Blockworks Acquires Messari as Crypto Data Race Shifts Towards AI
The companies did not disclose financial terms of the deal, though The Wall Street Journal, citing a person familiar with the matter, reported that Blockworks paid more than $10mn for Messari. The figure implies a steep discount to the roughly $300mn valuation the company achieved in a 2022 funding round led by hedge fund Brevan Howard Digital.
The acquisition brings together Messari's data platform, which covers more than 40,000 digital assets, with Blockworks' analytics, research and investor relations businesses.
The deal aims to "build AI workflows for onchain markets," according to the official blog post. "An agent is only as good as the data it can reach and the API it can call," Blockworks co-founder Jason Yanowitz wrote in the post. "That is why Messari matters."
The acquisition marks the latest step in Blockworks' transformation from a crypto media company into a data and software provider. In October 2025, the firm shut down its news division and laid off journalists as it shifted resources towards analytics and investor-facing products.
It also comes just weeks after Blockworks said it had raised a Series A extension that valued the company at $192mn. The funding was part of what it described as a plan to roll up crypto's "fragmented" data, according to an official blog post.
The AI infrastructure bet
The deal highlights that, despite the broader market's decline, firms are still investing in data and AI tools – like AI agents – that they believe could shape the industry's next phase of growth.
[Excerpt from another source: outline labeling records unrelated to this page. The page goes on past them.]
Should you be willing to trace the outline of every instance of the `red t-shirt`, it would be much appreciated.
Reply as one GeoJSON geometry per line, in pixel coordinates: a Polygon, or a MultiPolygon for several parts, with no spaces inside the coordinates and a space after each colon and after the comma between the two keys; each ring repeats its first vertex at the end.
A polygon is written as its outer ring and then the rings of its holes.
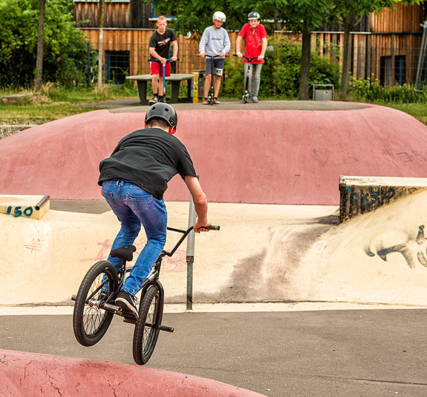
{"type": "MultiPolygon", "coordinates": [[[[245,55],[246,56],[253,58],[261,54],[261,50],[263,49],[263,41],[261,39],[263,37],[268,37],[264,25],[260,24],[255,29],[253,29],[249,24],[245,24],[238,35],[246,39],[245,55]]],[[[243,58],[243,62],[247,63],[248,60],[243,58]]],[[[263,63],[264,60],[254,59],[252,63],[263,63]]]]}

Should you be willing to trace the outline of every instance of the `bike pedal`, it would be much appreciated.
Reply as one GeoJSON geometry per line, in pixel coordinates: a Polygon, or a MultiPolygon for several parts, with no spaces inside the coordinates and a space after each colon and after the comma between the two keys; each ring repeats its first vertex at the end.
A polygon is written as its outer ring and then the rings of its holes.
{"type": "Polygon", "coordinates": [[[128,324],[137,324],[138,318],[130,311],[122,310],[123,321],[128,324]]]}
{"type": "Polygon", "coordinates": [[[123,322],[124,323],[127,323],[127,324],[132,324],[135,325],[135,324],[136,324],[138,322],[138,319],[135,319],[135,317],[133,319],[124,317],[123,318],[123,322]]]}

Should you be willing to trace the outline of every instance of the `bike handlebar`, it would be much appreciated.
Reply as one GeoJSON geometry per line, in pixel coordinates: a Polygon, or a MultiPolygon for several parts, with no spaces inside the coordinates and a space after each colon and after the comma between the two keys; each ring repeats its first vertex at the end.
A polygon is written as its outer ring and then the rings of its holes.
{"type": "MultiPolygon", "coordinates": [[[[167,255],[168,257],[172,257],[175,253],[176,249],[178,249],[178,247],[181,245],[182,242],[189,234],[190,232],[193,230],[193,228],[194,226],[191,226],[186,230],[182,230],[181,229],[175,229],[174,227],[167,227],[168,230],[172,230],[172,232],[179,232],[179,233],[182,233],[183,235],[179,239],[179,241],[175,244],[175,247],[174,247],[174,248],[172,248],[172,249],[169,252],[163,251],[162,254],[167,255]]],[[[220,227],[218,225],[211,225],[210,226],[204,227],[204,229],[208,229],[209,230],[219,230],[220,227]]]]}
A report from crypto trading firm Keyrock estimated that AI agents settled more than $73mn across 176mn blockchain transactions between May 2025 and April 2026. The report said 76% of those payments were below the $0.30 fixed-fee floor common in card payments, making stablecoin payments on blockchain networks more practical for small automated transactions.
Goldman Sachs Research also recently found a growing demand for AI agents, forecasting that the token consumption needed to support agents could increase 24-fold by 2030 as businesses and consumers adopt the technology. The bank also said enterprise adoption is expected to outpace consumer use.
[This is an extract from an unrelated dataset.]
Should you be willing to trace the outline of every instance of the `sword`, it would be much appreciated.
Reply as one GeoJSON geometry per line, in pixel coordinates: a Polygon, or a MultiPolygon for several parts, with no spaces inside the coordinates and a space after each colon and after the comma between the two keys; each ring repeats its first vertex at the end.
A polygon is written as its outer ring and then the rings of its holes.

AI within and beyond digital assets
The trend has also extended beyond digital assets, according to Stanford University's 2026 AI Index, which found that global corporate investment in AI more than doubled in 2025.
Private investment rose 127.5% from a year earlier, while generative AI accounted for nearly half of all private AI funding. The number of newly funded AI companies also increased by 71%.
Meanwhile, investor interest in AI-related cryptocurrencies has cooled from the highs seen in early 2025, but the sector remains sizeable.
According to CoinGecko data, AI-linked cryptocurrencies had a combined market capitalization of about $21.9bn as of 12 Jun. AI agents remained the largest category at roughly $3.2bn, followed by AI applications at about $2.2bn and AI frameworks at around $1.8bn.